In all medical research, the integrity and safety of the patients participating must be a priority. The basics in medical ethics constitutes of four moral principles: autonomy, beneficence, nonmaleficence and justice.

In retrospective studies, it might be difficult to fulfil the autonomy principle that involves informed consent, respecting privacy and confidentiality. Informed consent might be impossible to collect retrospectively due to a high rate of mortality in the patient population or difficulties in tracing individuals. However, it would be

regrettable not to use the huge amount of information that is collected in the hospitals’ medical records for medical research in order to improve patient care. Even if the patients participating in the study will not benefit from the research themselves, it hopefully helps to improve treatment of future patients.

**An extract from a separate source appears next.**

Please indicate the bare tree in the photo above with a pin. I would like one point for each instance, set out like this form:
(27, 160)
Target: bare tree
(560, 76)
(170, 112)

Saying this, it is still of utmost importance to protect patient confidentiality by anonymizing the patients. This means assigning each patient a study number in the data capture sheet or database and keep the study code in a separate file and restrict the access to this information to members of the research team. The results will be presented at a group level so that no patient can identify themselves reading the manuscript.

The principles of nonmaleficence and justice are more easily fulfilled in retrospective reviews. There is no intervention that can cause adverse effects, and since the data are extracted from already existing charts there is no interference in patients’ personal lives. Furthermore, there is no risk of discrimination between the study groups since it is an observational study.